The Financial Supervisory Service headquarters in Seoul / Yonhap
With the cancellation of the plan to establish a new financial consumer protection agency, the government and ruling party are instead expected to bolster the existing bureau within the FSS. The unit is tasked with handling complaints, mediating disputes and preventing consumer losses, but has faced criticism for its limited staff and budget, which have left it focused largely on remedial measures after problems occur.
Momentum for change is also building inside the FSS. Gov. Lee Chan-jin has collected resignations from all 11 senior executives, a move widely seen as paving the way for a major reshuffle aimed at reinforcing the agency’s consumer protection functions.
The ruling party emphasized that the cancellation should be seen as a “deferral, not an abandonment,” warning that discussions on restructuring could resurface depending on the agency’s future performance.

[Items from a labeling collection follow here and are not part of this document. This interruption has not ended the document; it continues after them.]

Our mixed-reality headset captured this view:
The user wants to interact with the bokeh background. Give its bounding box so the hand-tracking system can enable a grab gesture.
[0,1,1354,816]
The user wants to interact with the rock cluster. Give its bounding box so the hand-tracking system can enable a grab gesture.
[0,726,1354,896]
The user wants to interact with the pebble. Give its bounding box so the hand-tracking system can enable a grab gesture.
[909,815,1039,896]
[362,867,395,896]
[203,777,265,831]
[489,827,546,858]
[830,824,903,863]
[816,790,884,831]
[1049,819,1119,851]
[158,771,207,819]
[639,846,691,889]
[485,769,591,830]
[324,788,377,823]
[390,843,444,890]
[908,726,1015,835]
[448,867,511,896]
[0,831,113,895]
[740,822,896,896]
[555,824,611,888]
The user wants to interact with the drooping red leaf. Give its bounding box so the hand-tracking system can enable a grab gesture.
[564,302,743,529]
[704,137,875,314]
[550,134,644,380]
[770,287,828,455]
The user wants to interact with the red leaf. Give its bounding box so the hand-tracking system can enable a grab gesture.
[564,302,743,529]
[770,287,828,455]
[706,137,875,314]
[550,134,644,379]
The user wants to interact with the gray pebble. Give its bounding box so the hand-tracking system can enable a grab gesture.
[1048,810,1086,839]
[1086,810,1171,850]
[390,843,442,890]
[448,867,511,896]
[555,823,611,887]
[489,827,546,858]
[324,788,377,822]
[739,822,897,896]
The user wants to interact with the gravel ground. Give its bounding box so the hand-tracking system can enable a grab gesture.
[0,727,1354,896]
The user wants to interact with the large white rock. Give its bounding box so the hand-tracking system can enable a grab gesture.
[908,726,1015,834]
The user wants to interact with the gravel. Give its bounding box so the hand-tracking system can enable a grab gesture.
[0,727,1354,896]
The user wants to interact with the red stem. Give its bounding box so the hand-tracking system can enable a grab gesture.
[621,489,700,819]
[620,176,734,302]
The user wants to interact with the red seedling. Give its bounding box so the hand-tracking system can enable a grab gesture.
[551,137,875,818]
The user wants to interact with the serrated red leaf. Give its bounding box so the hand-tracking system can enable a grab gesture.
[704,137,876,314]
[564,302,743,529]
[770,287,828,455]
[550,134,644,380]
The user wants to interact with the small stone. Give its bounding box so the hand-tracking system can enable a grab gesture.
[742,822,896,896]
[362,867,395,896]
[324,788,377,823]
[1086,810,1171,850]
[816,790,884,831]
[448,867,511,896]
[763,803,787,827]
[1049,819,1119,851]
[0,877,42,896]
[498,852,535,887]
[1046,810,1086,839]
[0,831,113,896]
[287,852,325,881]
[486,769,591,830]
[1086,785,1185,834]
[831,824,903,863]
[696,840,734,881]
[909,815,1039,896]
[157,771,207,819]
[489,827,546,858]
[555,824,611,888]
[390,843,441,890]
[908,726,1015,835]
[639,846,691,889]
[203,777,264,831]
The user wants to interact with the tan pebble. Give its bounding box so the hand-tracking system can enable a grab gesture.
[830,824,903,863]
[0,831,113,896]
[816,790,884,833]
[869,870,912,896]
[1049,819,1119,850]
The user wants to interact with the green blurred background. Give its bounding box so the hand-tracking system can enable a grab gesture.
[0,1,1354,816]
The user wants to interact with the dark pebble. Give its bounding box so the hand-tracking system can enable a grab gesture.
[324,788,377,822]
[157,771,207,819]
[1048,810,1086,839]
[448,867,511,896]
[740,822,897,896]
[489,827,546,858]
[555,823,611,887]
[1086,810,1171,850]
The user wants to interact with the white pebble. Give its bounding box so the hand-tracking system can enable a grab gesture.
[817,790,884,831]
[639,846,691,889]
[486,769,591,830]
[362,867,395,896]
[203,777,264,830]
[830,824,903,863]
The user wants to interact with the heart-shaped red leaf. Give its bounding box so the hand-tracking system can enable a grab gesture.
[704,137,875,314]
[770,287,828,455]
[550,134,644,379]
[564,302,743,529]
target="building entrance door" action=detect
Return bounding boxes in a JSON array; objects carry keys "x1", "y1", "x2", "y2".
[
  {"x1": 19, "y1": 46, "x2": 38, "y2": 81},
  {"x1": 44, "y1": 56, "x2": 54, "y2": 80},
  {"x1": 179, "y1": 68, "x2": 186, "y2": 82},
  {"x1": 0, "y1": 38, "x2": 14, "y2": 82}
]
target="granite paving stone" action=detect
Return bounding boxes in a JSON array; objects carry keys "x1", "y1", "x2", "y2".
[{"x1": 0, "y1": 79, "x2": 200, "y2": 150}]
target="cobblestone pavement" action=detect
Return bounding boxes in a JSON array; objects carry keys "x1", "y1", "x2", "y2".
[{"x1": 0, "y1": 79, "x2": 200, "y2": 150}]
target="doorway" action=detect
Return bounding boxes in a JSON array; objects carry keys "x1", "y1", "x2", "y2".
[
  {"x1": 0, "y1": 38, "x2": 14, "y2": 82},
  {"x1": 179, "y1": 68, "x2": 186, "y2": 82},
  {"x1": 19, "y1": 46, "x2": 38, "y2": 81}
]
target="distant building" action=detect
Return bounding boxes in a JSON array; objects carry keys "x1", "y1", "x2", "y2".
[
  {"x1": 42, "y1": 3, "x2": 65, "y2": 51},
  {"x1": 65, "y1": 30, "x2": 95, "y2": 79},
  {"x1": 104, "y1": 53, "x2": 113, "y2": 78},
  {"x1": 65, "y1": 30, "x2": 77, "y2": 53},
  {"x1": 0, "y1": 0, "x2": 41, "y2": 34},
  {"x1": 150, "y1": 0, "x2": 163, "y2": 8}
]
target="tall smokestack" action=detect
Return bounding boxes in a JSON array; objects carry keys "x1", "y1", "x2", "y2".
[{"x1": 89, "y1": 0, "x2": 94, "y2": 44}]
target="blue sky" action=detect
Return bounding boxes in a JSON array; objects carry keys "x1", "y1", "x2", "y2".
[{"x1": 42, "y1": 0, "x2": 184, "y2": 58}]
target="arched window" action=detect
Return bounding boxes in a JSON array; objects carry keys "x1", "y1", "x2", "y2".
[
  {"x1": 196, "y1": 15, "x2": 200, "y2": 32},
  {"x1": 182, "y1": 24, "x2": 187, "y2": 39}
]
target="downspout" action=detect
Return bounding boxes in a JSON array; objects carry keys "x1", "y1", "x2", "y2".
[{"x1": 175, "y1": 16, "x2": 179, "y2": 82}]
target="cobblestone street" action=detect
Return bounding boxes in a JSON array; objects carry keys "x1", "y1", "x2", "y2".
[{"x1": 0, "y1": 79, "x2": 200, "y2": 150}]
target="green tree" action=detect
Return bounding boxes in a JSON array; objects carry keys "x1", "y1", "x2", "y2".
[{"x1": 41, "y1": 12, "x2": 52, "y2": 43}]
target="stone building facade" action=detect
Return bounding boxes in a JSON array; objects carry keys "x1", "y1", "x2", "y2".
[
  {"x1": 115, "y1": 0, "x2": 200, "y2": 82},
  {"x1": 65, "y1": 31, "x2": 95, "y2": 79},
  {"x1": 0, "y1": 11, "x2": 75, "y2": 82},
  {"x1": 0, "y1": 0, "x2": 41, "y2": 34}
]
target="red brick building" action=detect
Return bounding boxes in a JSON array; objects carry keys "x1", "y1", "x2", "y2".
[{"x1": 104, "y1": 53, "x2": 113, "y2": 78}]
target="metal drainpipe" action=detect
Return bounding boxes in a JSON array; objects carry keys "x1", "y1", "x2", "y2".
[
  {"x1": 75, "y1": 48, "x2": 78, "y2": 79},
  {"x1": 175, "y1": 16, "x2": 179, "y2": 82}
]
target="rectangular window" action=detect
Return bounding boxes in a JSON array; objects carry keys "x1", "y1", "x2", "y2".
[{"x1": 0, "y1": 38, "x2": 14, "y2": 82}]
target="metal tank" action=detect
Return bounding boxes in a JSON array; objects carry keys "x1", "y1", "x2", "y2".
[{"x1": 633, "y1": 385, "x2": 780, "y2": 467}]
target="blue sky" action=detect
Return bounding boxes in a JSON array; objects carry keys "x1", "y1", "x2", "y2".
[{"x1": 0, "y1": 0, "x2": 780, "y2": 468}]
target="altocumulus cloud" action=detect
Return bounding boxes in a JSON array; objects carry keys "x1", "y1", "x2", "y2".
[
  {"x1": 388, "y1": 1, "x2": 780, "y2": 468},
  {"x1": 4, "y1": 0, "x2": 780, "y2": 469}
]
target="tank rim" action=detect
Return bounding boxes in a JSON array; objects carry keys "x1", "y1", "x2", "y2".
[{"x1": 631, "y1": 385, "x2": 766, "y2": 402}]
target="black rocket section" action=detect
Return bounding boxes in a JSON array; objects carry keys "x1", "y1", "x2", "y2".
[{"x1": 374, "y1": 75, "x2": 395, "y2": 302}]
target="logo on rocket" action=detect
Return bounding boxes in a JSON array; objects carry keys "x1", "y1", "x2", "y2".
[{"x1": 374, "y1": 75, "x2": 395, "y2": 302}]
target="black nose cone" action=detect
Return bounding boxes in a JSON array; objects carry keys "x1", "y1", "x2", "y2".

“The government and ruling party pulled back this time to avoid unsettling the financial markets. However, the debate could resume at any moment, and the FSS’ track record in strengthening consumer protection will determine whether restructuring is brought back on the table,” a DPK official said. “The agency should work to accelerate dispute resolution and establish clearer standards for regulatory sanctions.”
FSC employees, meanwhile, also expressed relief at avoiding dismantlement, while vowing to remain aligned with the broader agenda of enhancing consumer protections.
“The restructuring plan may have been withdrawn, but the imperative to strengthen the public accountability and transparency of financial consumer protection remains,” an FSC official said. “We will move forward with supplementary measures that can be implemented within the current framework.”